The book’s footnotes offer an opportunity for light relief, explaining various medical and non medical terms. One of the arrivals in A+E is described as an alky:

Alky: alcoholic (traditionally defined as a person who drinks more than their doctor).

The drunks in A+E are put into three categories:

PFO: pissed, fell over. PGT: pissed, got thumped. PDE, pissed, denies everything.
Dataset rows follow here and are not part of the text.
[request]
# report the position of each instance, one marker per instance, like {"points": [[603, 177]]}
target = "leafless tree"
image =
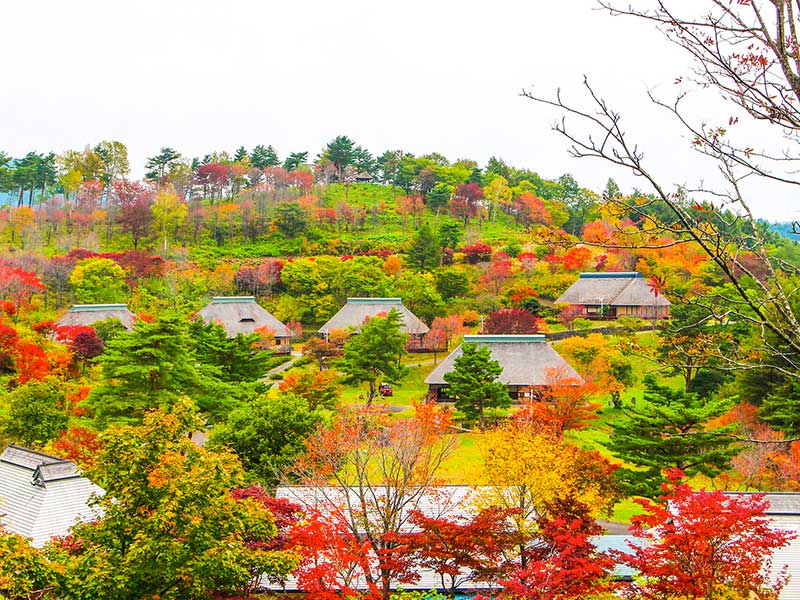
{"points": [[748, 52]]}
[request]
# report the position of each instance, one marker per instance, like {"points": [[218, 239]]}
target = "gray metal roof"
{"points": [[241, 314], [357, 310], [527, 360], [88, 314], [42, 496], [612, 289]]}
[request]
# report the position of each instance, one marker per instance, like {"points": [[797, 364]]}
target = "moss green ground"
{"points": [[465, 465]]}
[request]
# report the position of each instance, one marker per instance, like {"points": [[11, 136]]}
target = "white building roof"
{"points": [[42, 496]]}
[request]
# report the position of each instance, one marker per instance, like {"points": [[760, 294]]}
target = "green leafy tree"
{"points": [[424, 253], [473, 383], [98, 280], [114, 155], [262, 157], [168, 213], [669, 430], [439, 196], [450, 234], [150, 367], [375, 353], [35, 413], [268, 434], [170, 527], [341, 153], [290, 219], [452, 282]]}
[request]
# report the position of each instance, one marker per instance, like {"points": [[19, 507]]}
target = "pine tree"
{"points": [[473, 383], [669, 431], [150, 367], [240, 154], [375, 352], [262, 157]]}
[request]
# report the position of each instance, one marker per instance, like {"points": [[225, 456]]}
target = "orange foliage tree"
{"points": [[380, 469]]}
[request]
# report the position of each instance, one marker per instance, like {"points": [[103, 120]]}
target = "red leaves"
{"points": [[576, 258], [693, 543], [463, 550], [18, 285], [563, 562], [657, 284], [81, 339], [79, 445], [478, 252], [31, 362]]}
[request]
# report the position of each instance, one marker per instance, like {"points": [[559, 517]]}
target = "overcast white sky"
{"points": [[422, 76]]}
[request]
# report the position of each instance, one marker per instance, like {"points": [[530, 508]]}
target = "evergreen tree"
{"points": [[34, 413], [267, 434], [294, 160], [449, 234], [341, 152], [240, 154], [158, 165], [375, 352], [669, 431], [150, 367], [290, 219], [439, 195], [473, 383], [424, 252], [262, 157]]}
Amongst all of this, the street drinker comes in having vomited blood:

Maybe he once had a beer belly but it’s gone the way of the house and the wife and the clean clothes. His skin is white, his arms and legs bone thin. His abdomen creases in rolls, rolls of skin, not fat. A beard tangles over the lower half of his face streaked grey and clumped with debris. He can’t shave because of the tremors. I’m asking questions. Vomit breath stinks out the cubicle. “What colour was it? Was it food or liquid you’d taken down earlier? Was it dark green? was it red with blood? Was it very dark brown like coffee grounds?”... “Coffee grounds*,” he says as if he’s said it before. [*Coffee Grounds: the standard description of blood from an old gastric bleed (fresh blood is, of course, red).]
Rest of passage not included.